The U.S. Court of Appeals for the 9th Circuit ruled Friday that the University of Washington is not allowed to punish a professor for making fun of the “land acknowledgments” they tried to force on their staff. The win at the circuit level comes after the district court sided with the school. “A public university […]
The professor had satirized the ritual of reading land acknowledgments, which many institutions now use to recognize indigenous territories before events. At issue was whether a public university can discipline a faculty member for ridicule aimed at an institutional practice. The appeals court answered that a public institution cannot punish speech that falls within protected First Amendment bounds, especially when the speech is not part of official duties.
The decision rested on familiar constitutional principles: public employees and professors retain free-speech rights when speaking on matters of public concern outside their official duties. The court emphasized that universities, as government actors, cannot target speakers simply because administrators dislike the message. That legal protection is what flipped the case on appeal and overturned the district court ruling that had favored the university.
The ruling highlights the tension between institutional policies and individual expression on campuses. Land acknowledgments have become widespread, and some universities treat participation as part of cultural sensitivity or training. But the appeals court treated compulsion and retaliation differently, drawing a line between voluntary institutional practice and punishments aimed at expression that critiques or mocks campus norms.

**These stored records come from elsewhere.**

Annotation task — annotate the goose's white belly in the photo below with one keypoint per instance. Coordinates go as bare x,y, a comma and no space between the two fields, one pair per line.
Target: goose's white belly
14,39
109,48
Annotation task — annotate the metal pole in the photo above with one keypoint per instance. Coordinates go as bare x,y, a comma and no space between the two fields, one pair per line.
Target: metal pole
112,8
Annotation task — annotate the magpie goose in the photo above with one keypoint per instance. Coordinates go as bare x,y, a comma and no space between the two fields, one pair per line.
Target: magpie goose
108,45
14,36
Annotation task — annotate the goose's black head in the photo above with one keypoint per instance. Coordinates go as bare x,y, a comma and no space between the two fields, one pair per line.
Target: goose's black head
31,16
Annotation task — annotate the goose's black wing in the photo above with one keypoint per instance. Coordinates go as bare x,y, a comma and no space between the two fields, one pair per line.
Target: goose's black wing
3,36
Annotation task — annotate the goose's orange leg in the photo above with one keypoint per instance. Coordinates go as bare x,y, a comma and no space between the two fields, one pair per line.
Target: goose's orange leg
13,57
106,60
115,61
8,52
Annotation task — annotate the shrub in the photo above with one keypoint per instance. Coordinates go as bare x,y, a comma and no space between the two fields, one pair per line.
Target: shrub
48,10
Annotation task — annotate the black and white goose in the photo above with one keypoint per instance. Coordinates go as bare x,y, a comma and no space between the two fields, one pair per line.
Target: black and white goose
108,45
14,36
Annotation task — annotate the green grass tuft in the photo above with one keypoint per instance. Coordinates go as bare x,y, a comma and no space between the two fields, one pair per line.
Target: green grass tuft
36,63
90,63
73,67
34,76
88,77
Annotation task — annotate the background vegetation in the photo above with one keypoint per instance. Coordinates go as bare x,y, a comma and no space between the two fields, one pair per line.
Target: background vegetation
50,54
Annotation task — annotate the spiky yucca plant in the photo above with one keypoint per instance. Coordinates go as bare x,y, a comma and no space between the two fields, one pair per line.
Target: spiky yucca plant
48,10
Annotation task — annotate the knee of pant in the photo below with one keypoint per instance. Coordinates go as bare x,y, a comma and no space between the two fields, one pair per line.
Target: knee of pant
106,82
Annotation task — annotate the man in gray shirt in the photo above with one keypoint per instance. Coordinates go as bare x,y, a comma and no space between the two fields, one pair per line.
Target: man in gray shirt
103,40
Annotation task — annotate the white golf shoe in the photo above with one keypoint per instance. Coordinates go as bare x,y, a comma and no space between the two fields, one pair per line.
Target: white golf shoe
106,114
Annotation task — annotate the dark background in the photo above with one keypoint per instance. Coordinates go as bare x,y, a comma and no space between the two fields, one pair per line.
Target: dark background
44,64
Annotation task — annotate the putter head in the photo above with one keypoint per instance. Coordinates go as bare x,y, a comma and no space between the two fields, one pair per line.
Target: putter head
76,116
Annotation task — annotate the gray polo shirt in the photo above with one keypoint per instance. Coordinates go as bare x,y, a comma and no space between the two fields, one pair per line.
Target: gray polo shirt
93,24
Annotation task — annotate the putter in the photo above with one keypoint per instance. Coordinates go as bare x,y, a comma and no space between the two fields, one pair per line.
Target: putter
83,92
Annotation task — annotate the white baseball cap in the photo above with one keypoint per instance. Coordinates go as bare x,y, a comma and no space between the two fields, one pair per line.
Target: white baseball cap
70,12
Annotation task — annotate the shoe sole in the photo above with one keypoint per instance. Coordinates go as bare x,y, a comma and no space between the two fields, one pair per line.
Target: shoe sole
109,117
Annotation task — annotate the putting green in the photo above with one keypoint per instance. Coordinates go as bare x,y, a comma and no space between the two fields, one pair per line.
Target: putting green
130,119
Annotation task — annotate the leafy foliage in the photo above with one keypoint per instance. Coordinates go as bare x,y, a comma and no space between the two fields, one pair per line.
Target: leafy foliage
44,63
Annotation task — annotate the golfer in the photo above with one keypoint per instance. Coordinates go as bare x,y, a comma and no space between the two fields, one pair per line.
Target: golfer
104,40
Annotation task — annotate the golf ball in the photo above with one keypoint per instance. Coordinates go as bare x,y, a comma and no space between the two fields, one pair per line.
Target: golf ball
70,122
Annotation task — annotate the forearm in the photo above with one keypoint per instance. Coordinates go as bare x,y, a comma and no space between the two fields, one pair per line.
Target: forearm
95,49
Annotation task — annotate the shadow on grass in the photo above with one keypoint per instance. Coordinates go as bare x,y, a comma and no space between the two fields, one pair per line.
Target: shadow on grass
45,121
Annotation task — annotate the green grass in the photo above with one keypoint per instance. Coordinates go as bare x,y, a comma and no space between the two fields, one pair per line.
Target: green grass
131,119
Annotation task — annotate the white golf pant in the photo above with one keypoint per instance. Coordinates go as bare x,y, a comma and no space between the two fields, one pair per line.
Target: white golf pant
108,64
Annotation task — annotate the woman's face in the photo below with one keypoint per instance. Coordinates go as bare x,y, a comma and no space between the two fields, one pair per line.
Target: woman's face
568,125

From a conservative perspective, this is a clear defense of academic freedom and free speech over coercive campus rituals. Public universities must not blur the line between encouraged habits and mandatory ideology. When administrators move to sanction dissenting voices, the courts will step in to protect faculty members who speak outside their official job duties on matters that the public cares about.
The case will matter beyond the parties involved because it reaffirms that public institutions cannot weaponize employment rules to silence criticism. Faculty who raise objections, make jokes, or engage in satire about campus practices have legal protections so long as their speech is not part of job performance and does not disrupt essential functions. Expect faculty-rights advocates to point to this ruling when opposing policies that demand ideological conformity.
The university now faces practical choices: it must align its policies with the court’s interpretation or risk further litigation. Administrators who want participation in cultural rituals can encourage and educate, but they cannot discipline dissenters for public commentary. That constraint pushes colleges and universities to rely on persuasion and training rather than penalties when they seek broader buy-in for symbolic practices.
This ruling also sets the stage for additional battles over campus speech and compelled rituals, and it reminds public institutions of the constitutional limits on administrative authority. The appeals court opinion strengthens the position of those who argue that universities should be marketplaces of ideas, not places that require ideological conformity through employment sanctions. The decision will likely resonate wherever public colleges try to turn cultural observances into mandatory compliance.